Performance Optimization¶
Strategies for optimizing Dango performance with large datasets.
Overview¶
As your data grows, you may need to optimize: - Sync performance (data loading) - Query performance (DuckDB) - dbt model execution - Memory usage
DuckDB Optimization¶
Understanding DuckDB¶
DuckDB is optimized for analytical workloads: - Columnar storage for fast aggregations - Automatic parallelization - In-memory processing with disk spillover
Version Alignment¶
DuckDB requires that the Python library and the Metabase JDBC driver share the same major.minor version. Dango handles this automatically — the driver version (1.5.1.0) is pinned to match the Python DuckDB dependency (1.5.x).

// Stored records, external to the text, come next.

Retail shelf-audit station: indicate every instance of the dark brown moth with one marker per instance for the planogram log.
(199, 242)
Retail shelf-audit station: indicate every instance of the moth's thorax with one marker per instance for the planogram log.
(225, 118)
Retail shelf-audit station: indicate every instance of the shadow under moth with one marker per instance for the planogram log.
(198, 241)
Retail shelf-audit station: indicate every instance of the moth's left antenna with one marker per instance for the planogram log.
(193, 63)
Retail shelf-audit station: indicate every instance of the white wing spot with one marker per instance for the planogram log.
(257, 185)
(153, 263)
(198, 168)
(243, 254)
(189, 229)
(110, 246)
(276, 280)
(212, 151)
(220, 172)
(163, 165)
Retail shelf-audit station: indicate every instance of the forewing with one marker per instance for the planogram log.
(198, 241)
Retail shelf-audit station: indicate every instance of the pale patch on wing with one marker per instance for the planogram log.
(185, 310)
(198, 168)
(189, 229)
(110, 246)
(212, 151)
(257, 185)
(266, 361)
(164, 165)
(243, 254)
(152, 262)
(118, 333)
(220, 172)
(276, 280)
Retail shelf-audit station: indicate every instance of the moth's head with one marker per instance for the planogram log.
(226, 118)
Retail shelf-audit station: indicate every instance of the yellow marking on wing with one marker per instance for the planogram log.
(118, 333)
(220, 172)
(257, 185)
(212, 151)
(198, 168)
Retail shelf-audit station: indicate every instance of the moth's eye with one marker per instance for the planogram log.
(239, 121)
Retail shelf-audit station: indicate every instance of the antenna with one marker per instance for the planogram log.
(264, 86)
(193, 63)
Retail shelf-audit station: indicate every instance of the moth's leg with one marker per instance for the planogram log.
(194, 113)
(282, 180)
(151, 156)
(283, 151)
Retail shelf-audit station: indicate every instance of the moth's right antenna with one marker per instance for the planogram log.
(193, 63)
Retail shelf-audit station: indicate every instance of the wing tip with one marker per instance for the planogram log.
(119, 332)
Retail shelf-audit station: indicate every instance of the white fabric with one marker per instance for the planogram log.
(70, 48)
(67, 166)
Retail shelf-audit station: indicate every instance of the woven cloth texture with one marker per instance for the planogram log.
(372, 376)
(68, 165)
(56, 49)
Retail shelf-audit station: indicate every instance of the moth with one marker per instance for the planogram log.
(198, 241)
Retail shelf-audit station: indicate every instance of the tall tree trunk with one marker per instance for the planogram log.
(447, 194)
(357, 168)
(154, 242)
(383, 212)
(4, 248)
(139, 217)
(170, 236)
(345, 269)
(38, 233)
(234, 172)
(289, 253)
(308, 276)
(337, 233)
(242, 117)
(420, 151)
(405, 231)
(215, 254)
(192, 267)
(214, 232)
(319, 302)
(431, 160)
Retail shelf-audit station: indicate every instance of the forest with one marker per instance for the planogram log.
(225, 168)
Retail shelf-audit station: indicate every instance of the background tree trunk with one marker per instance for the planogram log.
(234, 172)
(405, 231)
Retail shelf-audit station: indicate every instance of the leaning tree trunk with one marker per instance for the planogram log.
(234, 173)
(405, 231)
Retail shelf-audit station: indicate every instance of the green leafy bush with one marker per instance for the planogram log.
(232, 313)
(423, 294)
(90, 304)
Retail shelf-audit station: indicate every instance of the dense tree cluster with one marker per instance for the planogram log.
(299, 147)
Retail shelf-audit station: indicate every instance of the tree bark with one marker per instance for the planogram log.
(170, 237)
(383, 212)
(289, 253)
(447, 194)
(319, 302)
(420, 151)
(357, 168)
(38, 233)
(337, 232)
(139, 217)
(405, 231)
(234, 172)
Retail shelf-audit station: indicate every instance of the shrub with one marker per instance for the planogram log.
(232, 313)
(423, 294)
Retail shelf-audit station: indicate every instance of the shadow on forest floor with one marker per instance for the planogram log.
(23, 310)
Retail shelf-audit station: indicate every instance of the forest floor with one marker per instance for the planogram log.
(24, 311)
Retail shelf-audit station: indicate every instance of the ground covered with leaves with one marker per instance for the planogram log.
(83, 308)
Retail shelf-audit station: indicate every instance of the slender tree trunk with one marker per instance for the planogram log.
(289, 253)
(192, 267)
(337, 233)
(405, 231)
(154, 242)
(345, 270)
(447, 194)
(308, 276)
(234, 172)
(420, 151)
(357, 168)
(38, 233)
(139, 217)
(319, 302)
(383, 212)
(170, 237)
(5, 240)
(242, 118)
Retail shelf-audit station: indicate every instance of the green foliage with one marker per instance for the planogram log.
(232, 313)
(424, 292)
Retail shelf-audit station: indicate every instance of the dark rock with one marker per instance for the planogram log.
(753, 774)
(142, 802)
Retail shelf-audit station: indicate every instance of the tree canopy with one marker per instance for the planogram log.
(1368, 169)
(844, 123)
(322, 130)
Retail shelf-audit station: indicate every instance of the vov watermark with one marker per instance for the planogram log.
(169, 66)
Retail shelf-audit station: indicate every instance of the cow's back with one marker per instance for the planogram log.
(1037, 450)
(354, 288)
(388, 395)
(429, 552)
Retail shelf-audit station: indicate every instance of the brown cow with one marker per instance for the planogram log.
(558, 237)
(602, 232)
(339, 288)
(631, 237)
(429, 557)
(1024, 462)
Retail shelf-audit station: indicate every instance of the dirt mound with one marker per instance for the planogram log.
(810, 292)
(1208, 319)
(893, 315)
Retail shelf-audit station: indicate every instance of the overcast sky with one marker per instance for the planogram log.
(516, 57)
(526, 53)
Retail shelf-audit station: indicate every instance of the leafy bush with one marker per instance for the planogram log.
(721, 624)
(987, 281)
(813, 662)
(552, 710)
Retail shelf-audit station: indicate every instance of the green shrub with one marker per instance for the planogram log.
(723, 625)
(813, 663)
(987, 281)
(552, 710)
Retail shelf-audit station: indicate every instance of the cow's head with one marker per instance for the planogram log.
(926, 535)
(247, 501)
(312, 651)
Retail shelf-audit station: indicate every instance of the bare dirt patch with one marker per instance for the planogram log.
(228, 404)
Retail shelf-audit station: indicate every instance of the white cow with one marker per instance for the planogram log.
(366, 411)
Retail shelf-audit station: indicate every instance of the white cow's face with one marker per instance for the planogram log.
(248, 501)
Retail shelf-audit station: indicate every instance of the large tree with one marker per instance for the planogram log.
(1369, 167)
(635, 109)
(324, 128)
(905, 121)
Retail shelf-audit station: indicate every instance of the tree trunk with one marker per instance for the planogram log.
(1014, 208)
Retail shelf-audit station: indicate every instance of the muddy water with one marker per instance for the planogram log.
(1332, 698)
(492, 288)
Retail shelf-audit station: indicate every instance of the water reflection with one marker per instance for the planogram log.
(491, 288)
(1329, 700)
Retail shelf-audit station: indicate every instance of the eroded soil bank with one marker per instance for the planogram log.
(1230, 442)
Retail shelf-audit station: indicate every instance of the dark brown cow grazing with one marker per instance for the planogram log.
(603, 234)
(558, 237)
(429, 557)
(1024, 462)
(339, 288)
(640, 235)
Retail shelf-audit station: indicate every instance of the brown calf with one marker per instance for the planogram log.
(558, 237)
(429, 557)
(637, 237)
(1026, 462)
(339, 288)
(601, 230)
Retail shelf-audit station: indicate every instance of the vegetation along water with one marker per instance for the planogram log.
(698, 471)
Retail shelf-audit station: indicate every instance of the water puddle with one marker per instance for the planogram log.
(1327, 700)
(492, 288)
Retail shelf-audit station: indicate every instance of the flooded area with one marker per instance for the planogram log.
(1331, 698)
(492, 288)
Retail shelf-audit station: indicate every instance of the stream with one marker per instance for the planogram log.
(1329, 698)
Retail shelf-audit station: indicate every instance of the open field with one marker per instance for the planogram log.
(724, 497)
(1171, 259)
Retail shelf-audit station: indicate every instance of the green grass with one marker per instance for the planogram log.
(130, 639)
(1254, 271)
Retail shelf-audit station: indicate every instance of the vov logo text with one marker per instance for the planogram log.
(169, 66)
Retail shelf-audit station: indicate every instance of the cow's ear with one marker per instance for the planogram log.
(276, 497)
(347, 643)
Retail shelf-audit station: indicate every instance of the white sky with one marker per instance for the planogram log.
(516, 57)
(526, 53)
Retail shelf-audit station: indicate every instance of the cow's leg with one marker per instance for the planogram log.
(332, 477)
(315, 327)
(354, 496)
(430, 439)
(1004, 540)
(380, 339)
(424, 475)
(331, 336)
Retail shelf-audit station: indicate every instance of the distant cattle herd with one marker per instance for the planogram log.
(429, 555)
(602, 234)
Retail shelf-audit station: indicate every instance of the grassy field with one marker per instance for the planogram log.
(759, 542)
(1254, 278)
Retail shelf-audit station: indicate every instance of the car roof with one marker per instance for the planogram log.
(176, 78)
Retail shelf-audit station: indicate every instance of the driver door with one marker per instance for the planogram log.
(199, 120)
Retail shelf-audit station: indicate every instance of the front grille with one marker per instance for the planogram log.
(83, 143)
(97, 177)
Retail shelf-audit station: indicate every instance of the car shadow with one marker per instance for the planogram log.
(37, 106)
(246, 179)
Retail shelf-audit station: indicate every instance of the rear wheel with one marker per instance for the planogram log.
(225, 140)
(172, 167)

If you upgrade DuckDB manually, the Metabase driver must also be updated. Dango checks version alignment on startup and warns if there is a mismatch.
Why Version Alignment Matters
DuckDB's read-only mode cannot open database files created by a different major.minor version. If the Python library is 1.5.x but the Metabase JDBC driver bundles 1.4.x, Metabase cannot read the database. Dango's startup check and pre-commit hook prevent this drift.
Memory Configuration¶
-- Check current memory limit
SELECT current_setting('memory_limit');
-- Increase memory for large datasets (run in DuckDB CLI)
SET memory_limit = '8GB';
SET threads = 4;
Configure in dbt:
# dbt/profiles.yml
my_project:
outputs:
dev:
type: duckdb
path: ../data/warehouse.duckdb
config:
memory_limit: '8GB'
threads: 4
Query Optimization¶
Use EXPLAIN to analyze queries:
EXPLAIN ANALYZE
SELECT date_trunc('day', order_date), SUM(amount)
FROM raw_orders.orders
GROUP BY 1;
Common optimizations:
-- BAD: Full table scan for filter
SELECT * FROM orders WHERE YEAR(order_date) = 2024;
-- GOOD: Range filter
SELECT * FROM orders
WHERE order_date >= '2024-01-01' AND order_date < '2025-01-01';
-- BAD: SELECT *
SELECT * FROM orders JOIN customers USING (customer_id);
-- GOOD: Select only needed columns
SELECT o.order_id, o.amount, c.name
FROM orders o JOIN customers c USING (customer_id);
Sync Performance¶
Sync Subprocess Model¶
Syncs run in isolated subprocesses, keeping the web UI responsive. The web server never blocks on a long-running sync — it monitors progress via status files at .dango/state/sync_status_{id}.json and broadcasts updates over WebSocket.
This means you can continue using the dashboard, viewing data, and managing sources while a sync runs in the background.
Single-Writer Constraint¶
DuckDB allows only one writer process at a time. Dango enforces this with DbtLock — a file lock at .dango/state/dbt.lock.
Do not run syncs in parallel. DuckDB's single-writer constraint means parallel syncs will fail:
# WRONG: parallel syncs will fail on the second one
dango sync source1 &
dango sync source2 &
# CORRECT: sync sources sequentially
dango sync source1
dango sync source2
# CORRECT: sync all sources (Dango handles ordering)
dango sync
When a sync is triggered from the web UI while another is running, it waits up to 5 minutes for the lock before failing. The CLI fails immediately.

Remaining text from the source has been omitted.